Creare una guida di stile per il tuo brand, ti aiuta ad essere coerente in ogni canale dove il tuo brand viene presentato.

In questo post blog ti spiego il mio metodo per creare una guida di stile, o style book, quando approccio lo studio di un brand.

Da dove parto?

Innanzi tutto procedo nel creare un faldone o una quaderno con anelli dove inserisco tutto ciò che racconta il marchio.
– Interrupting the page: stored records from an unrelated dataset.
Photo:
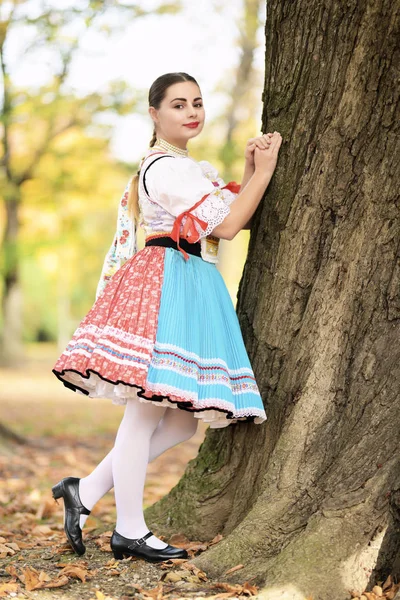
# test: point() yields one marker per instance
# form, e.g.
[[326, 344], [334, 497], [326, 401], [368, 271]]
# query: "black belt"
[[168, 242]]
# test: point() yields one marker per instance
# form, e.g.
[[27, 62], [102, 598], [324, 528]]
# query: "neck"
[[172, 145]]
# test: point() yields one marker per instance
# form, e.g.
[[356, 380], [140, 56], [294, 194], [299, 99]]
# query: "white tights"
[[145, 432]]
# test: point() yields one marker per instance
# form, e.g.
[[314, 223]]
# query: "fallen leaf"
[[42, 530], [59, 582], [74, 571], [6, 588], [233, 569], [30, 578]]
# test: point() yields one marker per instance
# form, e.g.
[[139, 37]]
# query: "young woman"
[[163, 336]]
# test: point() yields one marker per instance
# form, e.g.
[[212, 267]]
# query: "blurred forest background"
[[69, 145]]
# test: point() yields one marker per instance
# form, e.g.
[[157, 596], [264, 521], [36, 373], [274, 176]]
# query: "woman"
[[163, 336]]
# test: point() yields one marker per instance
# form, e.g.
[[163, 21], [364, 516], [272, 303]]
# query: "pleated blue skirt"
[[195, 360]]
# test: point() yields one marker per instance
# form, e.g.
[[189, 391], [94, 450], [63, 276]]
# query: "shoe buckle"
[[138, 542]]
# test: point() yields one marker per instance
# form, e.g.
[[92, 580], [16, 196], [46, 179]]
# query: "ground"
[[68, 434]]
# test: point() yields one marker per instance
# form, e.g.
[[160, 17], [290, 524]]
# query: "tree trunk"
[[11, 349], [305, 502]]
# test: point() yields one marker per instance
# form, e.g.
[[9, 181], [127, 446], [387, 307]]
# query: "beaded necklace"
[[170, 147]]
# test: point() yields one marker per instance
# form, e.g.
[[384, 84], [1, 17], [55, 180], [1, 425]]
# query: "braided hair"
[[157, 93]]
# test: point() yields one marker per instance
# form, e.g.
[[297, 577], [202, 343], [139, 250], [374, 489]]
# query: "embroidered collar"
[[160, 143]]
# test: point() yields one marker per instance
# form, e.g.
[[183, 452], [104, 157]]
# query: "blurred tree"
[[32, 120], [309, 502], [224, 141]]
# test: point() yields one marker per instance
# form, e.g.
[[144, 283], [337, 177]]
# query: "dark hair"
[[157, 93]]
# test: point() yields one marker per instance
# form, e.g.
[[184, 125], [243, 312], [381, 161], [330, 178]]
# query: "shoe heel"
[[57, 491]]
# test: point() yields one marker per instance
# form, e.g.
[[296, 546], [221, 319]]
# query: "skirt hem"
[[159, 399]]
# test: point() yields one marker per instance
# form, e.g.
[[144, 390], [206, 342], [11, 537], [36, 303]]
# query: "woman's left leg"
[[130, 458], [176, 426]]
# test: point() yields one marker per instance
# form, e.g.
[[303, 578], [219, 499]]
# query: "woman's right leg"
[[130, 458], [176, 426]]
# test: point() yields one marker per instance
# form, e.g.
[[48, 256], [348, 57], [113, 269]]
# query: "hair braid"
[[156, 95]]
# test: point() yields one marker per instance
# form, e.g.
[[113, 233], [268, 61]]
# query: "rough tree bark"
[[307, 502]]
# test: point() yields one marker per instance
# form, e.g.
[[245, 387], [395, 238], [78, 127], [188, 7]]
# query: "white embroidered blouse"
[[177, 196]]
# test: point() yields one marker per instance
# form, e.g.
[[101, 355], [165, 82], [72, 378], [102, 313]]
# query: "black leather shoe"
[[122, 547], [68, 489]]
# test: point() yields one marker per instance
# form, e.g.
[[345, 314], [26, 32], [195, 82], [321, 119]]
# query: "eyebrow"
[[184, 99]]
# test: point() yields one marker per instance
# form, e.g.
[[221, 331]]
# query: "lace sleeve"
[[181, 187]]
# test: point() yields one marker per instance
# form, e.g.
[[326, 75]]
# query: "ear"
[[153, 113]]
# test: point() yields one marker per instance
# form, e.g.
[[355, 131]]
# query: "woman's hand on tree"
[[261, 142], [265, 159]]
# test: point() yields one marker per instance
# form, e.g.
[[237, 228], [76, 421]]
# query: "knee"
[[191, 428]]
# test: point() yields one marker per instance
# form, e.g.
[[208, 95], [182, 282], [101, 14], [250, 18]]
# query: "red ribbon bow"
[[189, 231]]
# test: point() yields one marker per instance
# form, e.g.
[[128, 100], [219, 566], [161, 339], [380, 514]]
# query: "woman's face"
[[181, 106]]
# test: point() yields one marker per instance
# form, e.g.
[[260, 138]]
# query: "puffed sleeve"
[[181, 187], [123, 245]]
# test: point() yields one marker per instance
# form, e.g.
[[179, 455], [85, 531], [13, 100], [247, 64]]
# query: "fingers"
[[267, 141]]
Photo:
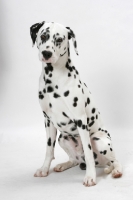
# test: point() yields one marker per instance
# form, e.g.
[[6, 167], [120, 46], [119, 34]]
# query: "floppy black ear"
[[72, 35], [34, 30]]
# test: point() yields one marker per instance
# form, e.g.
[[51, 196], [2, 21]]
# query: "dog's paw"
[[59, 168], [89, 181], [42, 172]]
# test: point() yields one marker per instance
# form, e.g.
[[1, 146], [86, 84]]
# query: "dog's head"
[[52, 40]]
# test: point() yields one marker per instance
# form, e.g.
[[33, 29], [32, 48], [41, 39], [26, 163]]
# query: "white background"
[[104, 32]]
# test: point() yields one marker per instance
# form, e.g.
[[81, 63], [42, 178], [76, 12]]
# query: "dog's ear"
[[72, 35], [34, 30]]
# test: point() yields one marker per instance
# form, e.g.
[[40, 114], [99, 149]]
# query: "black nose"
[[46, 54]]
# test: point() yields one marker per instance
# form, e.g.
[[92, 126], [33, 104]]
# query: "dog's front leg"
[[51, 133], [90, 177]]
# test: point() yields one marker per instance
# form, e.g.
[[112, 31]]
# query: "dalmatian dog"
[[68, 106]]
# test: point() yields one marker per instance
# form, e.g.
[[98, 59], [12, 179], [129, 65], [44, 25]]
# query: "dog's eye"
[[59, 40], [43, 37]]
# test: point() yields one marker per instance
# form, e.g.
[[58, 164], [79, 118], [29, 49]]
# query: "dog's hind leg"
[[51, 133], [71, 146]]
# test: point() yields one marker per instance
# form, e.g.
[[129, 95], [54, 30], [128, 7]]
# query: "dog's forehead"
[[54, 28]]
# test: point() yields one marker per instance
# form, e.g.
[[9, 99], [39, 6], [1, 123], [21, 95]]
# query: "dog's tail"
[[82, 166]]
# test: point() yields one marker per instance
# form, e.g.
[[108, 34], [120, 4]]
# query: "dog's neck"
[[60, 71]]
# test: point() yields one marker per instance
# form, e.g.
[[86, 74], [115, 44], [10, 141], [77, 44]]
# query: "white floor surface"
[[22, 152]]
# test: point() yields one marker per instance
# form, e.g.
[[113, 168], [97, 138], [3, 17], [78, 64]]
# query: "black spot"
[[74, 140], [75, 104], [88, 100], [73, 67], [69, 60], [70, 121], [83, 158], [93, 110], [90, 124], [59, 125], [60, 136], [44, 90], [83, 126], [75, 99], [104, 152], [54, 143], [92, 118], [55, 95], [49, 142], [75, 44], [48, 81], [73, 128], [95, 138], [69, 67], [95, 155], [77, 157], [87, 120], [62, 123], [66, 93], [41, 95], [76, 72], [50, 105], [79, 123], [49, 68], [50, 89], [66, 137], [50, 75], [82, 166], [64, 114]]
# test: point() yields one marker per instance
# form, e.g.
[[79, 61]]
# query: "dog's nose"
[[46, 54]]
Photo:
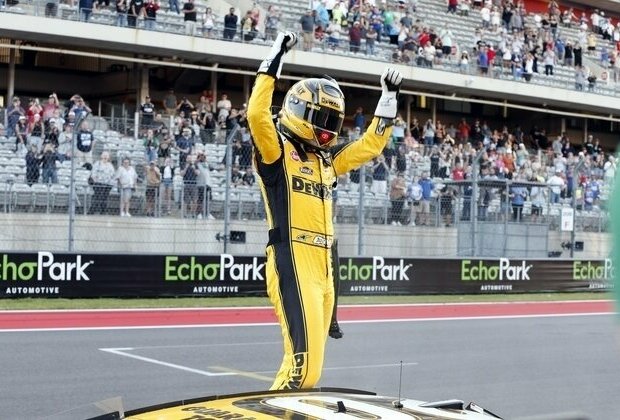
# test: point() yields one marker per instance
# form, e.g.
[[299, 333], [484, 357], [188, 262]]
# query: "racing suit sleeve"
[[259, 119]]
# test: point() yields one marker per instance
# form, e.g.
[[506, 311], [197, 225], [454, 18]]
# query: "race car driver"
[[298, 161]]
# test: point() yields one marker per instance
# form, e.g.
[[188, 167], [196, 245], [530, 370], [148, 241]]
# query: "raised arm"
[[259, 106], [371, 144]]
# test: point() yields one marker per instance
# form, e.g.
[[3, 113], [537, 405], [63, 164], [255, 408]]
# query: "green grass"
[[31, 303]]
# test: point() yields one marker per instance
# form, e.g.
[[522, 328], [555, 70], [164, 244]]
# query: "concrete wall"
[[35, 232]]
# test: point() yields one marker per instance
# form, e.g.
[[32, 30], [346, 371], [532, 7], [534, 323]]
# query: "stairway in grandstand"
[[433, 14]]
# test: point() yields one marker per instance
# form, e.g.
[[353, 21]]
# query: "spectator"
[[33, 161], [208, 23], [101, 181], [84, 144], [14, 112], [425, 203], [174, 5], [190, 174], [203, 184], [272, 22], [380, 173], [48, 165], [428, 132], [446, 198], [51, 8], [464, 63], [483, 60], [414, 197], [135, 11], [52, 134], [167, 172], [307, 23], [321, 14], [127, 177], [79, 107], [147, 109], [36, 128], [248, 27], [537, 197], [185, 107], [591, 43], [151, 144], [464, 7], [398, 130], [249, 178], [121, 13], [21, 136], [528, 67], [580, 78], [359, 119], [557, 186], [371, 39], [52, 105], [452, 6], [184, 145], [355, 37], [398, 195], [150, 14], [333, 34], [189, 17], [153, 181], [518, 195], [224, 106], [170, 102], [577, 55], [230, 24], [85, 9], [549, 61]]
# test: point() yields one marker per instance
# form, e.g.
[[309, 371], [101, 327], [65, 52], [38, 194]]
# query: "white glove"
[[390, 85], [272, 65]]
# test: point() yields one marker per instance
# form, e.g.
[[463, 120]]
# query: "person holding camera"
[[127, 178], [101, 180], [190, 173], [153, 181], [185, 107]]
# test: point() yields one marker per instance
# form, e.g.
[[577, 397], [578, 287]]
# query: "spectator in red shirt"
[[463, 130], [458, 173], [355, 37], [51, 106], [424, 37], [34, 107]]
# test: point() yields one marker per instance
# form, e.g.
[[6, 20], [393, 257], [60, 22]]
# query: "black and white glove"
[[272, 65], [390, 85]]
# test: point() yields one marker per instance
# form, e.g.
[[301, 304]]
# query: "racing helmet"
[[313, 112]]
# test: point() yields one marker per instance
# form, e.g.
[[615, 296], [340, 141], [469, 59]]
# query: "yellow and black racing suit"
[[297, 185]]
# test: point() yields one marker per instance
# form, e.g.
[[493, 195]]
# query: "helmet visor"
[[326, 121]]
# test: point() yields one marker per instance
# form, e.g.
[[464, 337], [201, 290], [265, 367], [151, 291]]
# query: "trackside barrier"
[[47, 274]]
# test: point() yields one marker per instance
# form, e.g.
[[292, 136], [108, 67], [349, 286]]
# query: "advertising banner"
[[47, 274]]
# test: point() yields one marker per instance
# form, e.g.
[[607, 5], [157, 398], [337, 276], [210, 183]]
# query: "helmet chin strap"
[[302, 147]]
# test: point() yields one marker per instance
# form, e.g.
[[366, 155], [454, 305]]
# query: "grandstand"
[[242, 203]]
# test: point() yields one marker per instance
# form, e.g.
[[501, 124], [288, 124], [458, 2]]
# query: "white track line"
[[150, 327], [243, 308], [123, 352]]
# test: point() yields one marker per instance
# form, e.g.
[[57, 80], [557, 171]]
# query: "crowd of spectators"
[[421, 172], [427, 172], [508, 41]]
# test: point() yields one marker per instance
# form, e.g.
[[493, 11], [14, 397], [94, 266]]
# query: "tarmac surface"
[[516, 365]]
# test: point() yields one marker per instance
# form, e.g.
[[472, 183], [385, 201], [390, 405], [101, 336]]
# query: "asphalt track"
[[516, 359]]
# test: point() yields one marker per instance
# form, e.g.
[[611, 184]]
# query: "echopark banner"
[[47, 274]]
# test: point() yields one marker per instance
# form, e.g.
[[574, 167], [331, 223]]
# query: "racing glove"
[[272, 65], [390, 85]]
Di pari passo una cartella specifica con il nome del progetto su computer.

Nella cartella pc inserisco un primo file dove raccolgo tutti i link ai vari tools e spazi web che adopero per i materiali: tipo pinterest, drive o dropbox.

Cosa raccolgo?

In pinterest, immagini d’ispirazione, in una cartellina segreta.

In dropbox i fogli di strategia. Questi si possono anche avere nel faldone se si è più analogici che digitali.

Quali informazioni raccolgo?

  • Mission del brand;
  • Target,
  • servizi o prodotti
  • Parole chiave, e tono di voce;
  • Fattore differenziante rispetto ai competitor;
  • benefici che si vogliono raggiungere, sia per il marchio, sia al cliente.
  • immagini evocative e d’ispirazione.
  • Logo, font e colori del brand.

Il processo creativo

Prima stesura della descrizione del brand, con i punti segnati sopra. Se vuoi creare una tua personale style guide, parti con il raccontare la storia del brand: Perché è nato, cosa lo ha ispirato, perché proprio tu sei la persona per farlo, quale è la tua motivazione, cosa sogni per i tuoi clienti. Chi c’è dietro le quinte. Questo passaggio puoi averlo fatto in autonomia seguendo corsi di personal branding, o essere stata affiancata da una business coach. Tutto il materiale serve per avere indicazioni per trasformare in visivo i concetti.

La voce e lo stile:

Come vuoi che venga percepito il tuo brand, quale sarà il tuo tono di voce e che immagini adopererai per farlo conoscere? Scrivi tutto e poi ricerca immagini in pinterest e stampale, o crea un mood board.

Font:

raccogli in altro file o cartellina tutti i font che vorrai adoperare per sito, nomi dei font e se sono un H1 H2 etc..come si combinano.

Colori:

scrivi e salva i codici esadecimali: ti serviranno per tutta la tua comunicazione web, non solo quella stampata. Ogni volta che in canva vorrai creare dei post, l’intestazione della newsletter, con i tuoi colori in codice sarai sempre coerente e non correrai il rischio, di scegliere i colori sul momento.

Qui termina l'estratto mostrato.